Together these cases reined in decades of SEC overreach based on strained interpretations of earlier laws passed by Congress. They barred aged SEC cases where memories have often faded and evidence has gone missing, and they limited the agency’s ability to force defendants to “disgorge” gains realized by others or gross receipts that were offset by legitimate business expenses. Most importantly, they temporarily put the brakes on inexorable mission creep by the SEC from its original role of regulating markets and preventing wrongdoing into the role of punishing wrongdoers after the fact and pursuing monetary recoveries for private investors.
But perhaps most frustrating about this legislative malfeasance is the wholly unquestioned premise behind expanding the SEC’s disgorgement power – namely, that avenging private financial losses should be the SEC’s burden in the first place. Perhaps it should be, but neither Congress nor the SEC has ever convincingly made that case.
In the securities-law context, the public cost and burden is considerable, and the SEC’s success rate modest.
SEC leaders nevertheless insist that returning losses to investors is now one of the agency’s top enforcement priorities. We can all agree that investment fraudsters should be held accountable and their victims compensated. But avenging private financial losses was not part of the SEC’s original mission – for good reasons that remain pertinent today.
To start, there’s no shortage of private legal claims available against securities-law violators, nor private attorneys incentivized to pursue them. In most walks of life this is how disputes get resolved and liabilities assessed, with no expectation that a federal agency will assume the cost and burden of pursuing monetary recoveries on behalf of those aggrieved.
In the securities-law context, the public cost and burden is considerable, and the SEC’s success rate modest. Proving and chasing down every penny of investor loss adds many months (if not years) to SEC enforcement proceedings, diverting limited staff resources from other cases and priorities. SEC statistics show that these efforts generally return to investors less than a third of the disgorgement amounts the agency is awarded.

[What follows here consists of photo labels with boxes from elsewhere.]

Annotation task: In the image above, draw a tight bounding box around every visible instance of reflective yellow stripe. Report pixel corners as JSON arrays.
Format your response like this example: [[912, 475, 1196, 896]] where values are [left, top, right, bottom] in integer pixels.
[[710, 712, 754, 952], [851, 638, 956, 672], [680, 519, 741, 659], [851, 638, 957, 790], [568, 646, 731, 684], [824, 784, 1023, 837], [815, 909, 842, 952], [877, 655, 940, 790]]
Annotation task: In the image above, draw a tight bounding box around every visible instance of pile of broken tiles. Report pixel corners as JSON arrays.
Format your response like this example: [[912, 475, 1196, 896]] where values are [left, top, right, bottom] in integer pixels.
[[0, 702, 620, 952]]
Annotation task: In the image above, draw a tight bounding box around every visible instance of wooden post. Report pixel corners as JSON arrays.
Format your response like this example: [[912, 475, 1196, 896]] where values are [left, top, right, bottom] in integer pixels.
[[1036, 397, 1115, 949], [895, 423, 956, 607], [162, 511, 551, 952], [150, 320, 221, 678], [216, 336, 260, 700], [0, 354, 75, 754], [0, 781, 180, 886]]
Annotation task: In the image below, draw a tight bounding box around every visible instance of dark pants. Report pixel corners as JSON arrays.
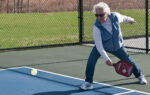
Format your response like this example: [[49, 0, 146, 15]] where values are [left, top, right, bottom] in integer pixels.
[[85, 46, 141, 83]]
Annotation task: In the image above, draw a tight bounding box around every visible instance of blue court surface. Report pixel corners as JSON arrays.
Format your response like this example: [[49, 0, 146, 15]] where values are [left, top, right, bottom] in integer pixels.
[[0, 67, 150, 95]]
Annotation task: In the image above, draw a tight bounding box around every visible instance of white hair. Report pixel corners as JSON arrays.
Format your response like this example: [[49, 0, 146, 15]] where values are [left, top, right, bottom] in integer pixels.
[[93, 2, 110, 14]]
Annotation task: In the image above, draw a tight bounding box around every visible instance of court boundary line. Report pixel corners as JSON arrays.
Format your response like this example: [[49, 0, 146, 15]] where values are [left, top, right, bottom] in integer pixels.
[[0, 66, 150, 95], [114, 90, 135, 95]]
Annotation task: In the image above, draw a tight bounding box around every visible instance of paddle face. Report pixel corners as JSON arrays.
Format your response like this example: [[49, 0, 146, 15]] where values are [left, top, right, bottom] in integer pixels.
[[113, 61, 133, 77]]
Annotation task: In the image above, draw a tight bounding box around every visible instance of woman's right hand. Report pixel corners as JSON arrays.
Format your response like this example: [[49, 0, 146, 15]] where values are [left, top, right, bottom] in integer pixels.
[[105, 60, 113, 66]]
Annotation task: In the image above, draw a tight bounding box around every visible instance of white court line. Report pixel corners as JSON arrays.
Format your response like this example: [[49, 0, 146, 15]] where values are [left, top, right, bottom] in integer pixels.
[[0, 66, 150, 95]]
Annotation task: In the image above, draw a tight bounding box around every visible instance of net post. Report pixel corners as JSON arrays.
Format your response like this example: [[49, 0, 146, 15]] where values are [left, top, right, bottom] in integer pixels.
[[78, 0, 83, 44]]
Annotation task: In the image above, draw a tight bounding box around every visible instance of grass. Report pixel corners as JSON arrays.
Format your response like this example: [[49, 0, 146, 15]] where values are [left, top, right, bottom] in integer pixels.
[[0, 10, 148, 48]]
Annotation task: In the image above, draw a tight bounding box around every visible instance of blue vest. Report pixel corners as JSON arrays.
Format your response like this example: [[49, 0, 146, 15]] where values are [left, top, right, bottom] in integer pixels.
[[94, 13, 123, 51]]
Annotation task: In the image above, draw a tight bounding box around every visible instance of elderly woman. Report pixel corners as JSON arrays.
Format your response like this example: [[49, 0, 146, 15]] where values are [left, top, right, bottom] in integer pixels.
[[80, 2, 147, 90]]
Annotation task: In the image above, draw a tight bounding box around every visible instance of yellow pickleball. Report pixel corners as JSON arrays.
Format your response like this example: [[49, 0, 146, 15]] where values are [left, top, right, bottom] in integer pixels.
[[31, 69, 37, 76]]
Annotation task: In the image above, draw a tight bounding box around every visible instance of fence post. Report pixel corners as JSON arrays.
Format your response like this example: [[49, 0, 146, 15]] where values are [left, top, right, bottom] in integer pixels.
[[14, 0, 16, 13], [79, 0, 83, 44], [145, 0, 149, 53]]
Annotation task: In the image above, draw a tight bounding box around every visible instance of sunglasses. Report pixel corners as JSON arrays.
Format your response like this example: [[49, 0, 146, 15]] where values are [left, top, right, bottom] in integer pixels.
[[95, 13, 105, 17]]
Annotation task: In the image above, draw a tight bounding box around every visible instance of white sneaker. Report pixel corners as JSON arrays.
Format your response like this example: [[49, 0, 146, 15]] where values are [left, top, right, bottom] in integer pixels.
[[80, 82, 93, 90], [138, 75, 147, 84]]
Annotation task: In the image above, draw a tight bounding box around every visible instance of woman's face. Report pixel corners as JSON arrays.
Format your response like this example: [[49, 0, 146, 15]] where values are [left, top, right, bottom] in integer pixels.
[[95, 8, 108, 23]]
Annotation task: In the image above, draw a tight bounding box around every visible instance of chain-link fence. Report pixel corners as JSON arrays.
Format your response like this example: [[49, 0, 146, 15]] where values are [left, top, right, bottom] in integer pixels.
[[83, 0, 150, 50], [0, 0, 79, 49], [0, 0, 150, 50]]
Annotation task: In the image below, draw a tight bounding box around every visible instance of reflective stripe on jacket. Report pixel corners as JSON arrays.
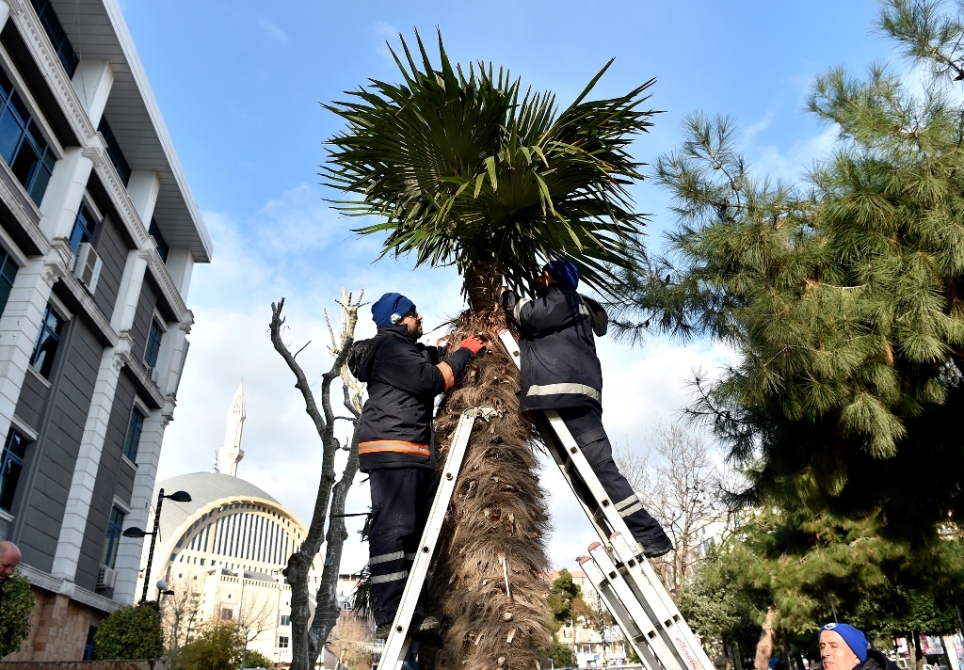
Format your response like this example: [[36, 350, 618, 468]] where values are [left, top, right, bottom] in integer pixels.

A responsible Congress would have earnestly considered the public costs along with the feel-good private benefits before stealthily rushing this expansion of the SEC’s mission into a gargantuan defense appropriations bill.
Faced with this predicament, the SEC recently created a whole new office dedicated to collecting monetary judgments and related matters. As night follows day, we can soon expect to hear calls to shovel additional public funds to the SEC to support and enhance these efforts. Congress might reasonably ask whether public resources could be better deployed elsewhere, but don’t hold your breath.
Tangible costs are not the only concern when public enforcement supplants private litigation. The SEC will never catch all bad guys, much less recover all victim losses. Cases go undetected or unprosecuted for many legitimate reasons. Moreover, SEC disgorgement is limited to the wrongdoer’s net gain, which is often just a fraction of investor losses. To the extent investors are deluded into a false complacency that the SEC will effectively insure them against fraud losses, their vigilance will inevitably wane when evaluating investment risk, as will their incentive to pursue private remedies if fraud occurs, neither of which serves their best interest.
Also consider fairness and due process for those accused. The SEC has more leverage than private litigants when threatening lawsuits and negotiating settlements, and courts have spared the agency from important legal and evidentiary burdens imposed on private plaintiffs. For example, the SEC need not prove reliance on allegedly misleading statements nor substantiate disgorgement amounts with precision, and the agency already enjoys a longer statute of limitations than private plaintiffs. Serious congressional hearings might have carefully considered whether these protections accorded to defendants in private litigation should be cast aside whenever the SEC chooses to put its outsized thumb on the scale.
None of this proves that avenging private losses is beyond the SEC’s legitimate mission. But a responsible Congress would have earnestly considered the public costs along with the feel-good private benefits before stealthily rushing this expansion of the SEC’s mission into a gargantuan defense appropriations bill.